I think a lot was lost during the late 70’s. Many bands were in the process of creating some amazing things when disco, punk, new wave, drum machines and plastic synthesizers suddenly cut everything short. However the return of prog in the 90’s was a great thing and the tradition can now continue. I don’t think the desire for progressive music ever stopped, it’s just that a lot of prog fans had to go hungry during the 80’s. Everyone’s definition of prog is different. But within the progressive genre, I have the freedom to create whatever I want, fuse classical music with rock, and I don’t have to worry about keeping the length of each track down to three and a half minutes.

What do you think of the current problems in the music industry?

There have always been problems within the industry. When I first tried to get a record deal back in the mid 80’s I wasn’t allowed to do the type of music I wanted to do. I knew there was a huge audience out there who wanted this type of music, but the record labels weren’t interested in marketing it to them. It didn’t make any sense. What’s so great about today is that with computer programs such as Pro Tools, you can make digital quality recordings yourself and you don’t have to spend hundreds of dollars per hour on studio time. Likewise, with the internet, you can get your music out to the world yourself. And you can do all of this without having to get the permission of some A&R record executive who doesn’t know anything. Of course the downside of the internet is the amount of piracy that’s going on. It’s going to be tough for new artists to be able to make a living doing music if this continues.
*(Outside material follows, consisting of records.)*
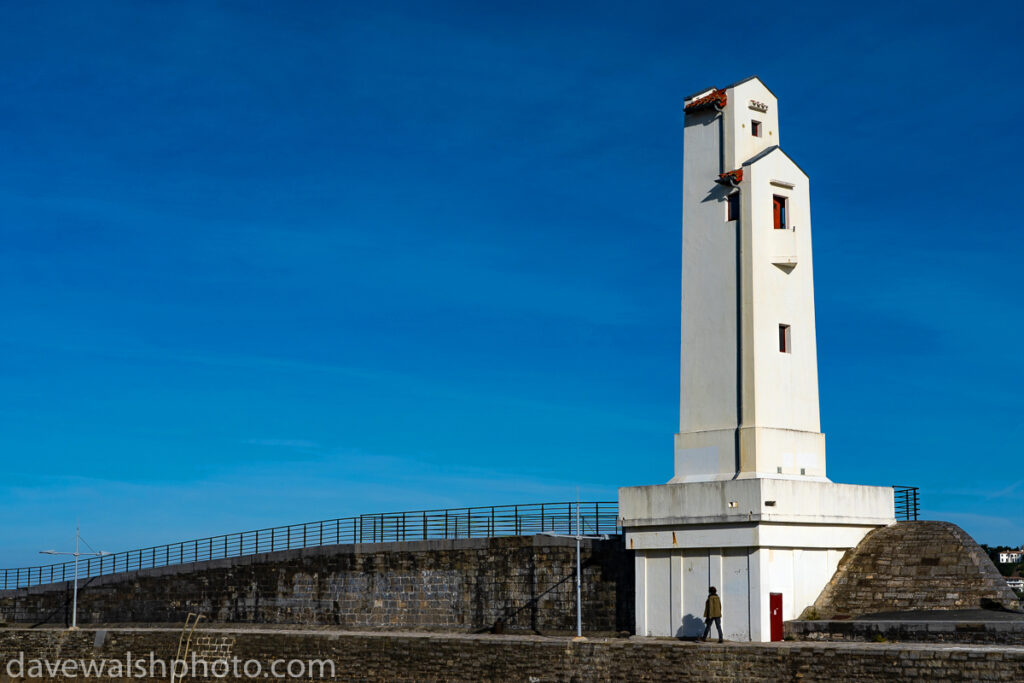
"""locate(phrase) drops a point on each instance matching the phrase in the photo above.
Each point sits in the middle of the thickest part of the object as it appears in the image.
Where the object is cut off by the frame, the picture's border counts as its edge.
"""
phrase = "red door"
(775, 610)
What are the major benefits of working with a label vs. releasing music independently?

I’m currently with ProgRock Records, which is the best of both worlds because it’s an independent label, and they’ve done an amazing job getting the album out there. As the album was nearing completion, I was debating which direction I should take – should I go with a label or try to distribute it myself. I still had my day gig as a filmmaker and I simply didn’t have the time or knowledge or expertise to distribute myself. So I decided to go with ProgRock. With them I still have the freedom to create the type of music I want, and they have an excellent distribution network already in place. Working with Shawn Gordon, president of ProgRock has been great.

What are you going to do now that the album is released? Are you already working on new songs?
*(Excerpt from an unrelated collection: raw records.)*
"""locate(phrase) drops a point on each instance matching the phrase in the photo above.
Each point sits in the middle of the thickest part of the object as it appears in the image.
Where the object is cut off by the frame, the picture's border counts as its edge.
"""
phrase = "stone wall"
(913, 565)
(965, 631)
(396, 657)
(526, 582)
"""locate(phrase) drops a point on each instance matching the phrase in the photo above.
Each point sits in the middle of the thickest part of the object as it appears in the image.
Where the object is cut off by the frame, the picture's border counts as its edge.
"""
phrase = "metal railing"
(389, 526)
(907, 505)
I’m currently putting together a promo video for the album for YouTube. I will continue to help promote the album via the internet. And I will think about writing a new album after the first of the year.

Are there any plans to go on a tour and if so, are you coming to Europe as well?

No tour plans yet, but I’m open to the possibilities.

Any final thoughts or comments?

I just want to thank everyone who has been so encouraging during the course of this project and who have let me know just how much they like and appreciate the album. That’s what makes it all worthwhile.